Medal of Honor

Original release date: November 11th, 1999

Release date on PSN: June 2nd, 2009

Price : 5.99

Story

Medal of Honor is a truly legendary game, and the story that goes along with it is legendary as well. This one started the craze of WW2 shooters and I can tell why, it’s engaging and there are always a place to go and nazis to shoot along the way. The real propaganda videos spliced between missions are great to watch as well, you get a little bit of history with your gaming expercience and it’s a refreshing change to most shooters.

You play as nameless agent X, an American service agent who’s particularly good at killing Germans, so you get these special missions helping out the French resistance, taking out German artillery, etc. etc. It’s light on the story but the gameplay makes up for it.

Gameplay

This is ace shooter glory, the controls are great, and within a few levels I could headshot every enemy that made it across my path, even on the psp (the psp’s controls are much superior in this regard seeing as you can change them to your liking, on the PS3 the controls are clunky at best and unplayable at worst, coming from my roomate who plays shooters almost exclusively).

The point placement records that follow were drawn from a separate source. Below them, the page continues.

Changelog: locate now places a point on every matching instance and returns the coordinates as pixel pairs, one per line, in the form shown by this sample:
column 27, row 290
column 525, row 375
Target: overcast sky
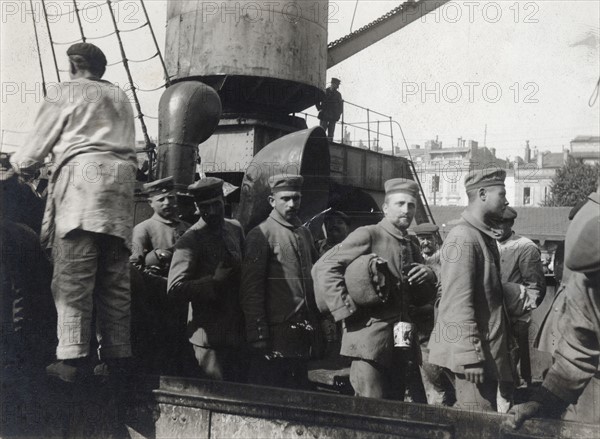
column 524, row 69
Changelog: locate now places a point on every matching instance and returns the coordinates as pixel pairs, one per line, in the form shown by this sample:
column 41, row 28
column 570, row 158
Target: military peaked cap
column 206, row 190
column 284, row 182
column 161, row 186
column 509, row 214
column 401, row 185
column 479, row 178
column 90, row 52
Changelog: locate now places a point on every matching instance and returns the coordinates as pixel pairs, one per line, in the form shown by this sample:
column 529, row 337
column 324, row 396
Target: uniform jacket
column 332, row 105
column 89, row 129
column 155, row 233
column 276, row 280
column 521, row 264
column 471, row 325
column 576, row 358
column 214, row 316
column 368, row 332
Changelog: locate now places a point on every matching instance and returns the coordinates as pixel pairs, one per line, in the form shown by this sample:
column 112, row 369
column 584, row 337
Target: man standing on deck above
column 471, row 335
column 331, row 108
column 89, row 130
column 277, row 289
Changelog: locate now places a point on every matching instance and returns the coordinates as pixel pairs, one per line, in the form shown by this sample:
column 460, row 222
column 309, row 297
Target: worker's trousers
column 91, row 269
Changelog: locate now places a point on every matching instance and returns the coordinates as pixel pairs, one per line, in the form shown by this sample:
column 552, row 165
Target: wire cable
column 51, row 41
column 37, row 45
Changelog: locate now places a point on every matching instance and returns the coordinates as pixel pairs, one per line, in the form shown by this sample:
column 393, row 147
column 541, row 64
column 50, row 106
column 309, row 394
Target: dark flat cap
column 161, row 186
column 401, row 185
column 425, row 228
column 206, row 190
column 285, row 182
column 582, row 243
column 90, row 52
column 478, row 178
column 509, row 214
column 337, row 214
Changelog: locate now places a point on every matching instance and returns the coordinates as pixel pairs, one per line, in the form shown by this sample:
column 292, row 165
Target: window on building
column 526, row 195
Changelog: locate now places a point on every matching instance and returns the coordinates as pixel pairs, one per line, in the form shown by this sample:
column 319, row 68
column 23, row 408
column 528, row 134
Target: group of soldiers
column 446, row 324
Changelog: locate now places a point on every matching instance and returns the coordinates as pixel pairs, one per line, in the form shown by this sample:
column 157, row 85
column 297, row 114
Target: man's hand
column 474, row 373
column 221, row 273
column 419, row 274
column 518, row 414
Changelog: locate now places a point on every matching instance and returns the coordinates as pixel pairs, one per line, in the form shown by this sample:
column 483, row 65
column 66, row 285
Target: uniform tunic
column 521, row 264
column 578, row 353
column 89, row 129
column 88, row 126
column 276, row 279
column 368, row 334
column 214, row 316
column 332, row 105
column 155, row 233
column 471, row 326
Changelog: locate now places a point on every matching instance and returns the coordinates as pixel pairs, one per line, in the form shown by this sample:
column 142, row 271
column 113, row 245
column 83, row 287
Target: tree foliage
column 573, row 183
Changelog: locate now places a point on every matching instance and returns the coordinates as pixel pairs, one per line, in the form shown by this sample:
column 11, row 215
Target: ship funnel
column 188, row 113
column 303, row 153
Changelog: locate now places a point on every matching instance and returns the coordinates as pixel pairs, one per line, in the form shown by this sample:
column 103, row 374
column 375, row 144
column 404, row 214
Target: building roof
column 538, row 223
column 586, row 139
column 591, row 155
column 553, row 160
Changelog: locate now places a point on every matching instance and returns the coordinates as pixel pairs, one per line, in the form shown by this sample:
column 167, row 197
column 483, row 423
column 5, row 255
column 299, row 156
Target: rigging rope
column 353, row 15
column 51, row 41
column 127, row 70
column 79, row 20
column 37, row 44
column 162, row 61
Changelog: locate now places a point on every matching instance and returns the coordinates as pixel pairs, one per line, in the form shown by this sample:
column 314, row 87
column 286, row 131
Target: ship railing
column 367, row 129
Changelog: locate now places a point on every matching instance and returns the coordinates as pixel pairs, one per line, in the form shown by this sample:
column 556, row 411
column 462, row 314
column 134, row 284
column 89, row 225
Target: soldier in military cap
column 471, row 336
column 205, row 272
column 153, row 239
column 523, row 276
column 89, row 130
column 378, row 370
column 437, row 383
column 277, row 289
column 331, row 107
column 158, row 332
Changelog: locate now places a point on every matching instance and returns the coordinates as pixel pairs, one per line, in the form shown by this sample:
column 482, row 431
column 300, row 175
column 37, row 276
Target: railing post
column 368, row 130
column 392, row 136
column 343, row 132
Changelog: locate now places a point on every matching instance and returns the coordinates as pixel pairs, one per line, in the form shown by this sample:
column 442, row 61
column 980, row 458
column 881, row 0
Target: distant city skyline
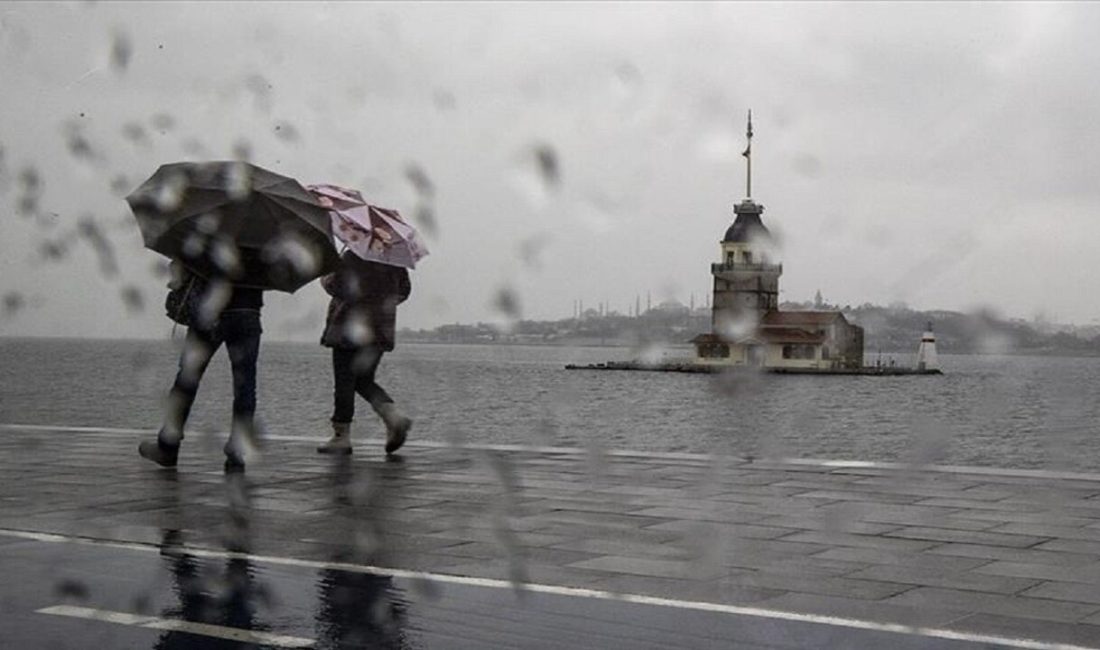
column 939, row 155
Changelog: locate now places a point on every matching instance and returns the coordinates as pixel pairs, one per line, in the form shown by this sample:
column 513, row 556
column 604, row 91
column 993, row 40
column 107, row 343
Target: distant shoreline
column 868, row 355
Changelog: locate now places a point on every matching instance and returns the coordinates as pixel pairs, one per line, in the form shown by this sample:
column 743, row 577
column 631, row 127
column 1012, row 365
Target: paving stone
column 1012, row 606
column 1070, row 546
column 1011, row 554
column 690, row 528
column 1049, row 530
column 844, row 539
column 606, row 547
column 822, row 585
column 835, row 524
column 1077, row 634
column 861, row 609
column 923, row 559
column 974, row 537
column 1065, row 591
column 955, row 580
column 688, row 590
column 908, row 515
column 646, row 566
column 1089, row 573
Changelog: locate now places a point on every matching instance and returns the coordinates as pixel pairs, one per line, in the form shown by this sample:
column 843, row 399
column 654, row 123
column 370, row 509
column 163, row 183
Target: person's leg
column 343, row 403
column 365, row 367
column 199, row 348
column 242, row 332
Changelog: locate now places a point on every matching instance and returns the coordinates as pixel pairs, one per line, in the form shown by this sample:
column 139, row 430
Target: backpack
column 178, row 303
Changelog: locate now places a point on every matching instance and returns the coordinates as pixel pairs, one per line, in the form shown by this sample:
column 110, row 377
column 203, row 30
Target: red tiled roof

There are a mulitude of weapons to choose from, grenades, rifles, machine guns, pistols, all seemingly authentic, they sound great and seeing the hand snap back after every shot makes it all the better. Probably the only well playing (gameplay wise) first person shooter I’ve played on the PSP (best third person shooters are the PSP Syphon Filter games). The gameplay in this game is truly great.

Graphics

Once again, on the PSP this game is a looker, there are a few things that look horrible, like the attack dogs, but the animations on enemies if you shoot them are really authentic (looks like they even used motion capture on them) they limp if you shoot their legs, slump if you shoot them in the head, first rate animations all around. The level design is great too, it takes a little bit of exploration to find your way, but not too much, and you always get rewarded for straying off the beaten path.

Music and voice acting once again are top notch, the music was composed by Micheal Giancchino, who’s work you’ve now heard in major movies, like the lastest Star Trek, Mission Impossible 3, and TV shows like Lost. The music is one of the best game soundtracks I’ve ever heard, great orchestral crashes keep the action exciting, sometimes sound effects blended into the music think there’s a baddie walking around the corner when there isn’t, but that’s forgivable with such stirring music.

How it holds up today

Medal of Honor has great graphics, gameplay, music and story, how could this game receive anything but praise? I’ll tell you how — Glitches!  Truly unforgivable ones. I’m guessing this has something to do with the code PSN received from Dreamworks studios, but the most interesting thing happens when you succeed in a level. The music starts to glitch, stripping that pleasure away from your ears, then somewhere coming up in the level if you’re lucky, the game will hang, or there will be an invisible wall stopping your progress. That is what happens after you complete a level. If you die during the mission, the same glitch will follow you. I downloaded the game more than once from PSN, but the same problem followed me. I couldn’t even bring myself to complete the game, because to fix this glitch you have to restart the game, load up your save, then load your way back into the level. I’m really dissappointed by this, as it’s such a legendary and famous franchise, it’s sad that this problem creeps up. I probably would have put it up at the 9.0+ scale had this glitch not shown up.

3.5/10

A great, quality game, marred by a horrible glitch that kidnaps all the fun.